Remain diversified even when it feels unprofitable. Another truism about investing is that every crisis teaches us something new—usually the hard way. In this case, it was that unique combination of four factors—two old and two new—that caused the bond market to come unglued. Next time, it will be something else. All of this is a reminder that our only and best protection is broad diversification. One investor asked this week whether he should move his entire portfolio into U.S. Treasurys, since those are what have held up best this year. It was a good instinct. After all, in finance textbooks they characterize U.S. government bonds as a “riskless” asset. But my response was that nothing is guaranteed—not even Treasury bonds. In fact, you may recall the government shutdown in 2011 that caused U.S. government debt to be downgraded. Do I still feel very comfortable with Treasury bonds? Yes, absolutely. And it has certainly been the star this time around, but that may not always be the case.

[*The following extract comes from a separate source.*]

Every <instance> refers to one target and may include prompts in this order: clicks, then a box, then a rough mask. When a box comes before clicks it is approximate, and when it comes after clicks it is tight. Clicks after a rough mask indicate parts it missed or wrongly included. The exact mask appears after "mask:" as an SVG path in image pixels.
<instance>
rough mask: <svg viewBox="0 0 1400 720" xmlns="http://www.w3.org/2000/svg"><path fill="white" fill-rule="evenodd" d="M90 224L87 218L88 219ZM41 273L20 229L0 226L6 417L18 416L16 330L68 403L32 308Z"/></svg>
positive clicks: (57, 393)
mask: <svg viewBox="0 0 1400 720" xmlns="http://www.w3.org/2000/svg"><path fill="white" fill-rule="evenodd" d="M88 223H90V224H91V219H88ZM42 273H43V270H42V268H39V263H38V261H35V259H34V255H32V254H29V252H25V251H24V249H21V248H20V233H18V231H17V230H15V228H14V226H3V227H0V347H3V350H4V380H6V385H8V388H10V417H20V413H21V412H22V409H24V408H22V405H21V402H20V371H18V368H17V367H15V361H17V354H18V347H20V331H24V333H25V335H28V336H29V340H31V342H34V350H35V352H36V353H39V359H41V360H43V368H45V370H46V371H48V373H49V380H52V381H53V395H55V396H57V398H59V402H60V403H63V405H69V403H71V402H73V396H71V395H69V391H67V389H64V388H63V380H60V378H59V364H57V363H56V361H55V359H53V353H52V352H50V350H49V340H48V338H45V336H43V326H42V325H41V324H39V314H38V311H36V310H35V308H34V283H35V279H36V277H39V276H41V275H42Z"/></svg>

Measure twice, cut once. If there is one company that suddenly everyone knows, it is Zoom, the videoconferencing company. It’s a great product, and the stock (ticker symbol ZM) has enjoyed strong gains this year—up 123%. But there’s another Zoom that has done even better. It’s an obscure Chinese company with no revenue that happens to be listed on the U.S. market, and with a much better ticker symbol: ZOOM. As a result of their confusingly-similar names, this other Zoom’s stock, which in the past typically traded for about a penny a share, has shot up nearly 900% this year. The lesson: If you’re making changes to your portfolio in this environment, go slow and be careful of making decisions under stress.